Glückliche Schwalben

VON HUBERTUS SEIDEL

Jüngst stand ich da, wo Deutschland aufhört und jenseits von Stacheldraht, Minengürtel und Todesstreifen Deutschland wieder beginnt. Es war früh am Morgen, die Sonne trug ihre Feuerglut vom östlichen Horizont ins blasse Blau des Sommerhimmels hinauf. An den von Rost rotbraun gefärbten, mit Stacheln gespickten Drähten glänzten in kristallenen Farben kühle Tautropfen, und das Silbergeflecht emsiger Spinnen leuchtete zart wie zerbrechliches Filigran im Todesverhau.

Hier blühte eine Sommerwiese, überschäumend von Farben und Lebenslust; jenseits des Drahtes: das stumme, erdgraue Band des glattgeeggten Bodens, der förmlich danach verlangt, Samen in seinem fruchtbaren Schoß zu kräftigem, strotzendem Leben zu erwecken und zu gesegneter Ernte reifen zu lassen. Aber niemand kommt und streut diesen Samen; darf ihn nicht streuen. Und wehe dir, Pflänzchen, wenn du dir dort doch einen Quadratzentimeter Boden als deinen Lebensraum auserkoren hättest! Hüben und drüben war es still, so still wie überall in der Morgenfrühe draußen in den Feldern. Von jenseits des Verhaues rief lockend ein Kuckuck im Talgehölz.

In dem grenznahen Dorf auf unserer Seite — und drüben sicher auch — waren längst die Schwalben bei ihrer mühseligen Tagesarbeit. Hoch durch die Lüfte steigend, jagten sie nach freßbarem Kleingetier. Manchmal stießen sie herunter, mit den Spitzen ihrer Flügel fast die Wiesenblumen streifend.

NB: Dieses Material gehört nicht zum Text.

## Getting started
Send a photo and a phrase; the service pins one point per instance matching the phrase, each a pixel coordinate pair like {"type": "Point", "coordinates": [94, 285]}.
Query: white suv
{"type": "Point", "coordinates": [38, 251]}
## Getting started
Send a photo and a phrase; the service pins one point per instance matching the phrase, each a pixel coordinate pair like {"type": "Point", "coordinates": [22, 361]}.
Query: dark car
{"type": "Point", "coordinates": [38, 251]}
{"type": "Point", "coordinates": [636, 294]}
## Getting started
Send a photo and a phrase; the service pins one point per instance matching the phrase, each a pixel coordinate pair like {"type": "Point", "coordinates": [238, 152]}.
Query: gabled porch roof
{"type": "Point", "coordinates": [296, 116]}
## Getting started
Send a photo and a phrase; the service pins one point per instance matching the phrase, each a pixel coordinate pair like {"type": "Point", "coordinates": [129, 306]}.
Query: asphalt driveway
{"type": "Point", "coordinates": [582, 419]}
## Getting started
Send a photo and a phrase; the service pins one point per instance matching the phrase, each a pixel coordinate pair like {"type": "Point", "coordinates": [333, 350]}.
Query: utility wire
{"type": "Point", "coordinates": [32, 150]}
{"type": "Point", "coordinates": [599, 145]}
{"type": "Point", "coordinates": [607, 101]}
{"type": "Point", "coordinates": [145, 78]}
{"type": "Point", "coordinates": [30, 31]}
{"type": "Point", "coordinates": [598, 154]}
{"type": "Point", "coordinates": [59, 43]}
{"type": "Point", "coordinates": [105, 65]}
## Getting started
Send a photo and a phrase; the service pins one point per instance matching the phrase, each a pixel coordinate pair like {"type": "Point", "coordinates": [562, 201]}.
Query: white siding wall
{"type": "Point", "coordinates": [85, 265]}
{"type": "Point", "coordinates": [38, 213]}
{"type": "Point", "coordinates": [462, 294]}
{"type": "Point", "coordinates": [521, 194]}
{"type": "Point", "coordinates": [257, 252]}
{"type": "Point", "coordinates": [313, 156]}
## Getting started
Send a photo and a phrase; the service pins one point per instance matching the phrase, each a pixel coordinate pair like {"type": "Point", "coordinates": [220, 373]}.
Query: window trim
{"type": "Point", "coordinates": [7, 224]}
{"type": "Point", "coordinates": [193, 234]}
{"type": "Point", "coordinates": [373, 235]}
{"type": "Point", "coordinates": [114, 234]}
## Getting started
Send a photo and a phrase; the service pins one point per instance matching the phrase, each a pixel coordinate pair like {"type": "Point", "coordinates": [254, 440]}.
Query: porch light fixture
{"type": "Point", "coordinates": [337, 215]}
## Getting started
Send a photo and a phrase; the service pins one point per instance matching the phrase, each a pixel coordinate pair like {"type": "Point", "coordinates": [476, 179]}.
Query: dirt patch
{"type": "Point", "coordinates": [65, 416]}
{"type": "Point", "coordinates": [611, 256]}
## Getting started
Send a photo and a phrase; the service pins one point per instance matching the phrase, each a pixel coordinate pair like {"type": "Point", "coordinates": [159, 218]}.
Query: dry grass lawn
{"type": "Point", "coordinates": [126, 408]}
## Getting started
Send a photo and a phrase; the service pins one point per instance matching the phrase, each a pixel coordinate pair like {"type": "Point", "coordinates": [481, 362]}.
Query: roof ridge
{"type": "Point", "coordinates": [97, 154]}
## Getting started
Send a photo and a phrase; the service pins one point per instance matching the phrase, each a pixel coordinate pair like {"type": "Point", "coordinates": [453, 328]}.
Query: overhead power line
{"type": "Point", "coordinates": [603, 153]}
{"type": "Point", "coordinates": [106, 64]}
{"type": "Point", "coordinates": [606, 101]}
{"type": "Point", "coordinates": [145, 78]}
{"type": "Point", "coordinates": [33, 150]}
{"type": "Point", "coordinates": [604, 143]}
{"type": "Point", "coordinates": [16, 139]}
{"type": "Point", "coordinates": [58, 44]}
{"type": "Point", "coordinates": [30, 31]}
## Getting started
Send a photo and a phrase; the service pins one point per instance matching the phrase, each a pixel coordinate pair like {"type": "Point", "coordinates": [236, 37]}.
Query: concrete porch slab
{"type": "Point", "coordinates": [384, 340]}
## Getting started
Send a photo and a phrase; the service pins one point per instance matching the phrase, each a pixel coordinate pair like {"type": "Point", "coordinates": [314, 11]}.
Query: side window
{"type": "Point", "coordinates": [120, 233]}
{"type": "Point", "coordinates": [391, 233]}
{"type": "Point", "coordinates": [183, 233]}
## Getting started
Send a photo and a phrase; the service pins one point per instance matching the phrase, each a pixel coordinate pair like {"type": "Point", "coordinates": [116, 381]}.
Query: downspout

Und dann kam das, was mich so nachdenklich stimmte. Mit elegantem Schwung, sich mehr aus Bodennähe lösend, glitten sie behende über Verhau und Draht und Minen hinweg nach drüben, jagten dem armen Insektlein nach, bis sie es erhascht hatten und kehrten zurück zum heimatlichen Schwalbennest, in dem weit-geöffnete hungrige Mäuler auf ihr Frühstück warteten.

Immer und immer wieder vollzog sich dieses Schauspiel vor meinen Augen. Und selbst, als drüben die Grenzer mit ihrem Hund auftauchten und sich etwas später auch auf unserer Seite eine Grenzstreife zeigte, ging, wie selbstverständlich, der Flug von hüben nach drüben weiter. Wohl kaum jemand von den Menschen zu beiden Seiten der Grenze hat das beobachtet, oder es war ihnen schon zu selbstverständlich geworden.

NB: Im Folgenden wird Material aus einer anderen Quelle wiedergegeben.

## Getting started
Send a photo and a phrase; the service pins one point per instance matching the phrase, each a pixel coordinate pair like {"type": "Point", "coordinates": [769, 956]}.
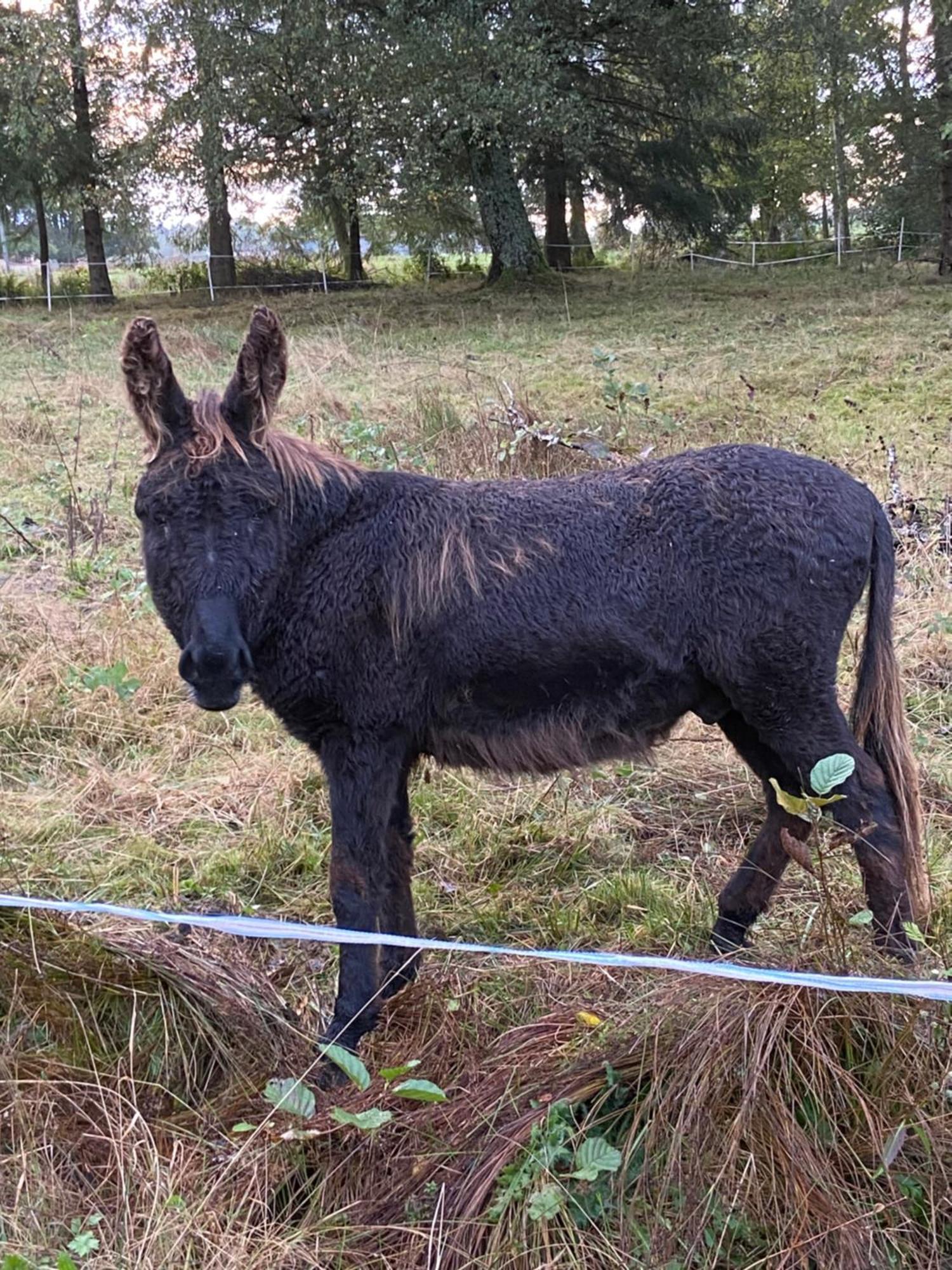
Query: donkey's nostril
{"type": "Point", "coordinates": [246, 664]}
{"type": "Point", "coordinates": [187, 665]}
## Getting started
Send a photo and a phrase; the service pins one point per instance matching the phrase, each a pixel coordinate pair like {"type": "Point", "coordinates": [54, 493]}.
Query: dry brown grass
{"type": "Point", "coordinates": [129, 1055]}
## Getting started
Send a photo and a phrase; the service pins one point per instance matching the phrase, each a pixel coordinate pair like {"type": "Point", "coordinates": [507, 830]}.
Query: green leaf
{"type": "Point", "coordinates": [545, 1203]}
{"type": "Point", "coordinates": [350, 1065]}
{"type": "Point", "coordinates": [83, 1244]}
{"type": "Point", "coordinates": [394, 1074]}
{"type": "Point", "coordinates": [791, 803]}
{"type": "Point", "coordinates": [421, 1092]}
{"type": "Point", "coordinates": [817, 801]}
{"type": "Point", "coordinates": [291, 1097]}
{"type": "Point", "coordinates": [831, 773]}
{"type": "Point", "coordinates": [596, 1156]}
{"type": "Point", "coordinates": [370, 1120]}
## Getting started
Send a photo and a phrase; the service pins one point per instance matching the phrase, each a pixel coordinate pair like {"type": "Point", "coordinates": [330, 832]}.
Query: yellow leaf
{"type": "Point", "coordinates": [588, 1020]}
{"type": "Point", "coordinates": [791, 803]}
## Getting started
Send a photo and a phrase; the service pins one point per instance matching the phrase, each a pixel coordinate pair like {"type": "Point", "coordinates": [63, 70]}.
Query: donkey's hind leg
{"type": "Point", "coordinates": [751, 888]}
{"type": "Point", "coordinates": [399, 966]}
{"type": "Point", "coordinates": [813, 731]}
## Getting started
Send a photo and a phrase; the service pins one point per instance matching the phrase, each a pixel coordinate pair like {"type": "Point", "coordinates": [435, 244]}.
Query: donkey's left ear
{"type": "Point", "coordinates": [260, 377]}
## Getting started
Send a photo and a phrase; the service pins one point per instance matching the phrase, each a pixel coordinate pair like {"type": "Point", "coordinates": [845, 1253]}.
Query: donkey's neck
{"type": "Point", "coordinates": [317, 505]}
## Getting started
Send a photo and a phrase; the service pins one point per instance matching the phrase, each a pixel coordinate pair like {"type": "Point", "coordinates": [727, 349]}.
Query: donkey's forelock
{"type": "Point", "coordinates": [237, 422]}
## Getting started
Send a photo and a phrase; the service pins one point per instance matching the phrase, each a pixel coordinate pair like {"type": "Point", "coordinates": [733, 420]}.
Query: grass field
{"type": "Point", "coordinates": [714, 1126]}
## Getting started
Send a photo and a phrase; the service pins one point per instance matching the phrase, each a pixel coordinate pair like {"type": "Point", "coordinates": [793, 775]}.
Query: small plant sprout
{"type": "Point", "coordinates": [293, 1098]}
{"type": "Point", "coordinates": [826, 777]}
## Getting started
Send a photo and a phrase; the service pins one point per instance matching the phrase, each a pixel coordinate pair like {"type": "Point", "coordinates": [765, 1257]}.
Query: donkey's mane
{"type": "Point", "coordinates": [298, 462]}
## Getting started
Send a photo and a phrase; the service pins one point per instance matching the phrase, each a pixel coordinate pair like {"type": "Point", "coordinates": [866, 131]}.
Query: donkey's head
{"type": "Point", "coordinates": [213, 505]}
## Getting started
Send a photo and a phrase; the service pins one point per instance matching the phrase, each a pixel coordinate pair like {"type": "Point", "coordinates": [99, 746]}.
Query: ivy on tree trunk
{"type": "Point", "coordinates": [578, 229]}
{"type": "Point", "coordinates": [100, 284]}
{"type": "Point", "coordinates": [221, 248]}
{"type": "Point", "coordinates": [503, 213]}
{"type": "Point", "coordinates": [43, 233]}
{"type": "Point", "coordinates": [559, 253]}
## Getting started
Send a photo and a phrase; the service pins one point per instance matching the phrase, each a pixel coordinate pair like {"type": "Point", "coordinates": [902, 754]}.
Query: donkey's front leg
{"type": "Point", "coordinates": [364, 778]}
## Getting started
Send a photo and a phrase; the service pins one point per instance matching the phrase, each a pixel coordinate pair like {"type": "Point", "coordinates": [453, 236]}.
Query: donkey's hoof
{"type": "Point", "coordinates": [897, 944]}
{"type": "Point", "coordinates": [729, 937]}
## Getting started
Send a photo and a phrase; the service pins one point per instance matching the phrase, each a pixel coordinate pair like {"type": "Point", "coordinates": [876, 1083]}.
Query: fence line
{"type": "Point", "coordinates": [270, 928]}
{"type": "Point", "coordinates": [840, 251]}
{"type": "Point", "coordinates": [323, 281]}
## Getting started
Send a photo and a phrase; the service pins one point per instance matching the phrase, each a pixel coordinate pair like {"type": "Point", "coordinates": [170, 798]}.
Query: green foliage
{"type": "Point", "coordinates": [350, 1065]}
{"type": "Point", "coordinates": [596, 1156]}
{"type": "Point", "coordinates": [826, 775]}
{"type": "Point", "coordinates": [394, 1074]}
{"type": "Point", "coordinates": [291, 1097]}
{"type": "Point", "coordinates": [116, 678]}
{"type": "Point", "coordinates": [369, 1121]}
{"type": "Point", "coordinates": [421, 1092]}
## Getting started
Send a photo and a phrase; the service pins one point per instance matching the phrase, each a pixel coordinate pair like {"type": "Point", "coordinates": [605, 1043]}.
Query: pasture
{"type": "Point", "coordinates": [592, 1118]}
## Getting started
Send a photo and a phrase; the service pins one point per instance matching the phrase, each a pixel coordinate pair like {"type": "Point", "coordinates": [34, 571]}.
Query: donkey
{"type": "Point", "coordinates": [521, 627]}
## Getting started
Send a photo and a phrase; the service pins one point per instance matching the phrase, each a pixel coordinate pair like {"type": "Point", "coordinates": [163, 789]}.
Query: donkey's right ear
{"type": "Point", "coordinates": [154, 392]}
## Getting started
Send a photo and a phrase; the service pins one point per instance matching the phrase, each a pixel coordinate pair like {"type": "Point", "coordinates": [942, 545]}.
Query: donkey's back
{"type": "Point", "coordinates": [578, 619]}
{"type": "Point", "coordinates": [522, 625]}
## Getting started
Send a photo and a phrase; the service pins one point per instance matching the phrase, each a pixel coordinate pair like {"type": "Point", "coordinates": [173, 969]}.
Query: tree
{"type": "Point", "coordinates": [87, 166]}
{"type": "Point", "coordinates": [35, 106]}
{"type": "Point", "coordinates": [942, 37]}
{"type": "Point", "coordinates": [194, 50]}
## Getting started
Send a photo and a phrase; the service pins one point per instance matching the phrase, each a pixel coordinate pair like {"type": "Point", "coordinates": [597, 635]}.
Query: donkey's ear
{"type": "Point", "coordinates": [256, 387]}
{"type": "Point", "coordinates": [157, 398]}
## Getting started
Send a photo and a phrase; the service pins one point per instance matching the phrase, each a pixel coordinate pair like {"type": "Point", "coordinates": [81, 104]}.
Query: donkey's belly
{"type": "Point", "coordinates": [520, 735]}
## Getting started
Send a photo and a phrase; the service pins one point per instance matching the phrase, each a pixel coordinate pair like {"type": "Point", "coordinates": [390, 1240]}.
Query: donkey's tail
{"type": "Point", "coordinates": [879, 714]}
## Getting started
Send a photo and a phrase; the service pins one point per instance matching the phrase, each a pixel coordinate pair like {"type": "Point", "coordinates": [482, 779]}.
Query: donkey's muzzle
{"type": "Point", "coordinates": [216, 662]}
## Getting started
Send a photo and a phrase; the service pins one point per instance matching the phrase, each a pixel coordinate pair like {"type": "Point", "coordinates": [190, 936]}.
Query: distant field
{"type": "Point", "coordinates": [753, 1127]}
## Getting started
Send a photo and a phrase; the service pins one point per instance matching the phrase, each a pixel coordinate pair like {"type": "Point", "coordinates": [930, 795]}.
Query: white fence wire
{"type": "Point", "coordinates": [324, 281]}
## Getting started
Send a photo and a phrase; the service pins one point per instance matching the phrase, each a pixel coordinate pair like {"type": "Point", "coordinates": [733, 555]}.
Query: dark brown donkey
{"type": "Point", "coordinates": [521, 627]}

Mir aber war es ein Anlaß zum besinnlichen Nachdenken. Und ich schäme mich nicht einzugestehen, daß mir Tränen über die Wangen rollten: Tränen der Ohnmacht und der Scham. Du, als denkender Mensch, stehst hier; wenn du auch nur einen Schritt weitergehst, bist du „drüben“. Die „Hüter der Staatsgrenze“ würden dich entweder festnehmen oder auf dich schießen oder dich zu umständlichem Verhör abführen. Es gibt für dich keine Möglichkeit, hier auf dieser blühenden Sommerwiese diesen Schritt nach drüben zu tun, ins Nachbardorf zu gehen, aus dessen Schornstein der Rauch aufsteigt und wo die Kinder sich genau wie bei uns zum Schulgang rüsten. Deinem alten Freund kannst du die Hand nicht drücken. Dort, in dem kleinen Haus am Hang, steht er am Fenster, die Hand leicht erhoben, als wolle er sie jeden Moment heben und mir einen frohen Morgengruß herüberwinken. Aber er tut es nicht. Er weiß es genau, wie auch ich, was diese unbedachte Bewegung für ihn bedeuten könnte. Und die Schwalben?

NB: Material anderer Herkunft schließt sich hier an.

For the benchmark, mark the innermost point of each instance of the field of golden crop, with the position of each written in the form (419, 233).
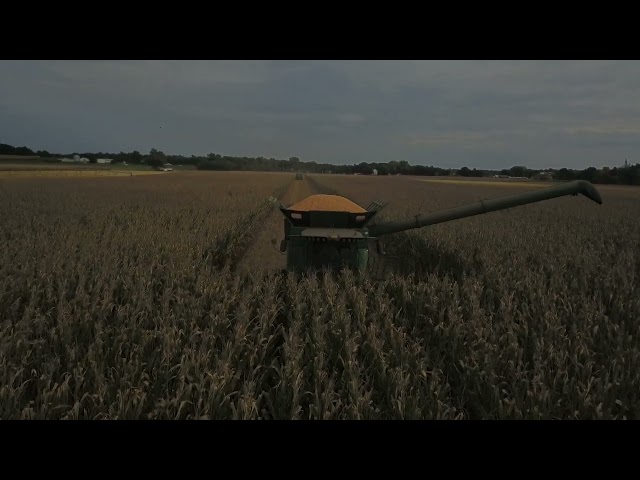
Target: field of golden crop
(119, 298)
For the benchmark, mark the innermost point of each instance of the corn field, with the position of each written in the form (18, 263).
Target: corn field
(118, 300)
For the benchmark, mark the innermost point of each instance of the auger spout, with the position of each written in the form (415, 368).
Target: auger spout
(486, 206)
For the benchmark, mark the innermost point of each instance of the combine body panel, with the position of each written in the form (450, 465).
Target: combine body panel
(332, 231)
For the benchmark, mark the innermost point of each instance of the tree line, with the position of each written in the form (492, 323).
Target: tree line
(623, 175)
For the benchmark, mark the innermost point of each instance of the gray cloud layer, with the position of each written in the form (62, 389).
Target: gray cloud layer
(490, 114)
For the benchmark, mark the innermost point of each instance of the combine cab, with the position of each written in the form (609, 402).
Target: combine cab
(332, 231)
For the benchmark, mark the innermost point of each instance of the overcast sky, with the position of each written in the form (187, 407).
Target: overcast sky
(483, 114)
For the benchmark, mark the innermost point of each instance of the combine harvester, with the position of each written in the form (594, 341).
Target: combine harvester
(330, 231)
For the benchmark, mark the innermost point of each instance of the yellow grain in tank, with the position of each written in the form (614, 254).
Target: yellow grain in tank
(327, 203)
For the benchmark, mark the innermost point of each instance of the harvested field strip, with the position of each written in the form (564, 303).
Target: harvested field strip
(262, 256)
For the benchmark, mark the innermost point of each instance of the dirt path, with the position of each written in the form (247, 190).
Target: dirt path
(262, 256)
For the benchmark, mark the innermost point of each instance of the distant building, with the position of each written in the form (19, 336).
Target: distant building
(75, 159)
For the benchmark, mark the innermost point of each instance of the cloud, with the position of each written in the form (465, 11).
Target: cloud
(491, 114)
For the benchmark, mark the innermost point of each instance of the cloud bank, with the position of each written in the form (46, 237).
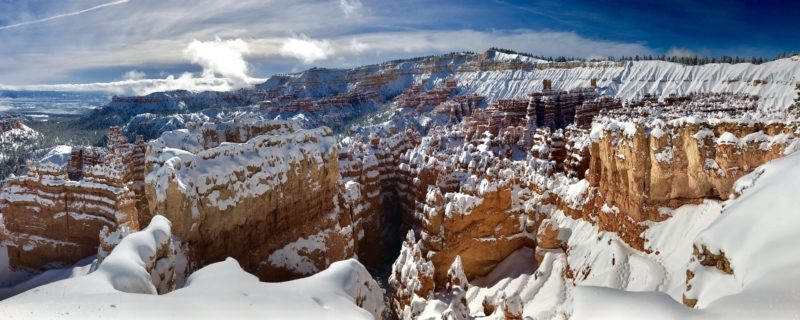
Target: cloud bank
(63, 15)
(223, 63)
(305, 49)
(223, 58)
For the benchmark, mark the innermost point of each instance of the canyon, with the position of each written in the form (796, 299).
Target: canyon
(465, 193)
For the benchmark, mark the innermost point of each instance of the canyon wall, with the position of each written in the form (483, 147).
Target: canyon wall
(264, 192)
(53, 215)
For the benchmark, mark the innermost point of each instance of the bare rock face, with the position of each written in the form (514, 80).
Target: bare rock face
(264, 192)
(548, 238)
(462, 202)
(54, 214)
(641, 165)
(411, 279)
(371, 162)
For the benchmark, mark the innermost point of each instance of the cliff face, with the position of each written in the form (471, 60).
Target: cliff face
(641, 165)
(53, 215)
(371, 162)
(264, 192)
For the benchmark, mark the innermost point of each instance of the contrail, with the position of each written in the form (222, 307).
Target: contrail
(63, 15)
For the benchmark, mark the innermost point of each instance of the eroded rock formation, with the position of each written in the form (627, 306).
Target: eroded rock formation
(264, 192)
(54, 213)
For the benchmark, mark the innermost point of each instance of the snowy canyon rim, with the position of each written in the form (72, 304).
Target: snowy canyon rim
(438, 155)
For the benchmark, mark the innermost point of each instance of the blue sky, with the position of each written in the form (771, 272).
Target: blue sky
(204, 44)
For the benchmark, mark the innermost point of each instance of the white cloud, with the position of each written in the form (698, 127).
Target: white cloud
(224, 58)
(358, 46)
(306, 49)
(350, 7)
(223, 63)
(134, 75)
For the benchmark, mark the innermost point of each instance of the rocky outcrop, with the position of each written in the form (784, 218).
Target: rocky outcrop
(642, 164)
(53, 215)
(371, 162)
(264, 192)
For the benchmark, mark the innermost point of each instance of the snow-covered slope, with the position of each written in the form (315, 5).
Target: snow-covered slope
(122, 288)
(494, 75)
(636, 78)
(756, 235)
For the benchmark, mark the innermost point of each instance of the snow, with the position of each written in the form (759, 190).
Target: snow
(58, 155)
(757, 232)
(121, 288)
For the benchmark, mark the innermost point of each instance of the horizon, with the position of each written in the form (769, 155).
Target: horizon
(108, 47)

Ach, was kümmern sie sich um dieses menschliche Gehabe! Für sie scheint hier wie dort die gleiche Sonne, weht die gleiche Luft, surren erwartungsfroh die gleichen Insekten; hier wie dort warten hungrige Schnäbel auf Nahrung! Und so werden in diesem Jahre „bundesrepublikanische“ Schwalben, wie seit Jahren schon, mit ostdeutschen Tierlein gefüttert, und mitteldeutschen Jungschwalben werden die bundesdeutschen Mücken genau so gut schmecken wie ihren westlichen Artgenossen. Im Herbst werden sie dann alle gemeinsam den Flug nach dem Süden antreten. In ihrem afrikanischen Winterquartier werden sie gemeinsam auf den Frühling warten, der sie heimwehvoll wieder zu uns führt. Doch wir Menschen werden weiter am Stacheldraht auf- und abgehen müssen; der Draht wird rostiger geworden sein, der Todesstrafen wieder frisch gepflügt werden. Die Grenze bleibt. Nur sie können sie überfliegen, wo und wann es ihnen immer gefällt.

Und wenn ich im nächsten Jahr dann wieder einmal komme . . . Ob mein alter Freund wieder am Fenster stehen wird, den Arm halb erhoben? Schwalben! Grüßt ihn noch einmal und immer wieder von mir!